Circuit trace lines were drawn as centerlines for all given circuit traces. The centerline circuit trace polylines were drawn by tracing over the photo circuit traces at full scale. The black dots prepresent drill hole centers, red circles are drill hole diameters (.050" dia. mostly, larger for screw mounts), black circles are pad sizes (.13", .16, .17, .18" dia., mounting holes .125" dia., transformer large pads .25" dia., smaller transformer pads .18" dia. (Pad dimensions were measured with a digital micrometer so it surprised me that there was so much subtle variation between .16, .17 and .18" diameter pads. Quite a few pads were trimmed to allow for pad clearance or for circuit trace path clearances. When pad circles overlap they are all connected. This information is for reference only.
CamBam+ A2M001-3615-PCB-SolderSide.jpg
A bit more to follow...
Is it me or the polariy of C10..C12 are inverted?
They are inverted - the plus should be on the side of the transformer. Good catch!

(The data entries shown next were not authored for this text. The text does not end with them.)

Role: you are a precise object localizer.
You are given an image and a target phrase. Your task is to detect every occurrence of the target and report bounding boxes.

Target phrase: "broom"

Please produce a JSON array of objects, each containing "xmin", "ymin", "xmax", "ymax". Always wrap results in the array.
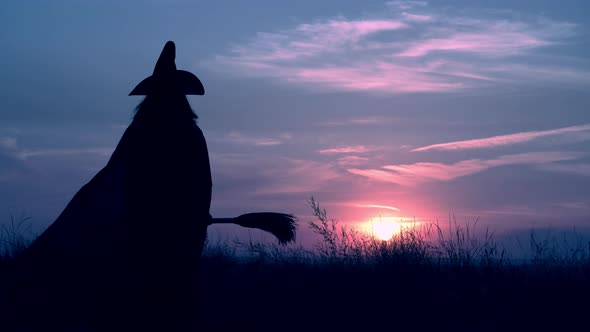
[{"xmin": 210, "ymin": 212, "xmax": 297, "ymax": 245}]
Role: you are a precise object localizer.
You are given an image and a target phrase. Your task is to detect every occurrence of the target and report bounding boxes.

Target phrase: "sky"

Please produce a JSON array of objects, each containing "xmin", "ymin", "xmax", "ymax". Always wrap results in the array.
[{"xmin": 1, "ymin": 0, "xmax": 590, "ymax": 247}]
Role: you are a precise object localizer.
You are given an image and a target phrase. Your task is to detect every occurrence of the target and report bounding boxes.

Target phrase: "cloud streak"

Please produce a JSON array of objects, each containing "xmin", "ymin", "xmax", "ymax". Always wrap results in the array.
[
  {"xmin": 208, "ymin": 2, "xmax": 586, "ymax": 94},
  {"xmin": 317, "ymin": 116, "xmax": 388, "ymax": 127},
  {"xmin": 318, "ymin": 145, "xmax": 377, "ymax": 154},
  {"xmin": 396, "ymin": 31, "xmax": 548, "ymax": 57},
  {"xmin": 337, "ymin": 156, "xmax": 370, "ymax": 166},
  {"xmin": 1, "ymin": 136, "xmax": 112, "ymax": 160},
  {"xmin": 211, "ymin": 153, "xmax": 341, "ymax": 196},
  {"xmin": 356, "ymin": 203, "xmax": 401, "ymax": 211},
  {"xmin": 387, "ymin": 1, "xmax": 427, "ymax": 10},
  {"xmin": 224, "ymin": 131, "xmax": 291, "ymax": 146},
  {"xmin": 16, "ymin": 148, "xmax": 113, "ymax": 159},
  {"xmin": 412, "ymin": 123, "xmax": 590, "ymax": 152},
  {"xmin": 401, "ymin": 12, "xmax": 432, "ymax": 22},
  {"xmin": 0, "ymin": 137, "xmax": 17, "ymax": 150},
  {"xmin": 538, "ymin": 163, "xmax": 590, "ymax": 177},
  {"xmin": 348, "ymin": 151, "xmax": 584, "ymax": 186}
]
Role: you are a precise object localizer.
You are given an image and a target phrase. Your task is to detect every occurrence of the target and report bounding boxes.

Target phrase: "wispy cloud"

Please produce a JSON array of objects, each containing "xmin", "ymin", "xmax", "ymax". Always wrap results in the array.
[
  {"xmin": 552, "ymin": 201, "xmax": 590, "ymax": 210},
  {"xmin": 16, "ymin": 148, "xmax": 113, "ymax": 159},
  {"xmin": 318, "ymin": 145, "xmax": 378, "ymax": 154},
  {"xmin": 412, "ymin": 123, "xmax": 590, "ymax": 152},
  {"xmin": 225, "ymin": 131, "xmax": 291, "ymax": 146},
  {"xmin": 356, "ymin": 203, "xmax": 401, "ymax": 211},
  {"xmin": 538, "ymin": 163, "xmax": 590, "ymax": 176},
  {"xmin": 347, "ymin": 168, "xmax": 403, "ymax": 184},
  {"xmin": 396, "ymin": 30, "xmax": 548, "ymax": 58},
  {"xmin": 207, "ymin": 2, "xmax": 586, "ymax": 94},
  {"xmin": 0, "ymin": 137, "xmax": 17, "ymax": 150},
  {"xmin": 1, "ymin": 136, "xmax": 112, "ymax": 160},
  {"xmin": 0, "ymin": 136, "xmax": 114, "ymax": 183},
  {"xmin": 387, "ymin": 1, "xmax": 427, "ymax": 10},
  {"xmin": 348, "ymin": 151, "xmax": 584, "ymax": 186},
  {"xmin": 211, "ymin": 153, "xmax": 341, "ymax": 196},
  {"xmin": 253, "ymin": 158, "xmax": 341, "ymax": 195},
  {"xmin": 479, "ymin": 206, "xmax": 541, "ymax": 217},
  {"xmin": 337, "ymin": 156, "xmax": 370, "ymax": 166},
  {"xmin": 401, "ymin": 12, "xmax": 433, "ymax": 22},
  {"xmin": 317, "ymin": 116, "xmax": 390, "ymax": 127}
]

C10, c11 and c12 were all inverted. Here is the corrected version:
CamBam+ A2M001-3615-PCB-ComponentSide.jpg
Here is the Excel spreadsheet I created of the parts used in this A2M001-3614 PSU used in my Apple II Rev. 0 S/N 3465. Please let me know if any errors are found and corrections needed.
I created part labels based on type, e.g. R1 thru Rn, C1 thru Cn, etc. I noted when a part number was not present in the schematic or the PCB. As I believe I mentioned before, I was unable to identify the glass diodes that are similar in appearance to a 1N914 or 1N4148. There was no identifying marks on the SCR or the power diodes on the secondary side, CR12, CR13, CR14. If anyone knows what these are please let me know and I will update the spreadsheet.
I did see two or three pairs of pads and drill holes as if for components that were never populated on this version of the PSU PCB.
I believe most of the resistors are metal film although I'm not certain, but that's what they look like to me.
If there is any interest I will post the replacement part numbers for the low ESR Electrolytics I purchased from Mouser and Newark Electronics. Only one cap was purchased from Newark because Mouser had a 200 minimum order quatity.
Too bad that the transformers used in this supply are probably unobtanium these days because with this work it would probably be pretty simple for someone to create Gerbers to make PCBs to build reproductions of this.
How true. I started to do this in KiCAD and because of the unubtanium transformer decided it wasn't worth the effort.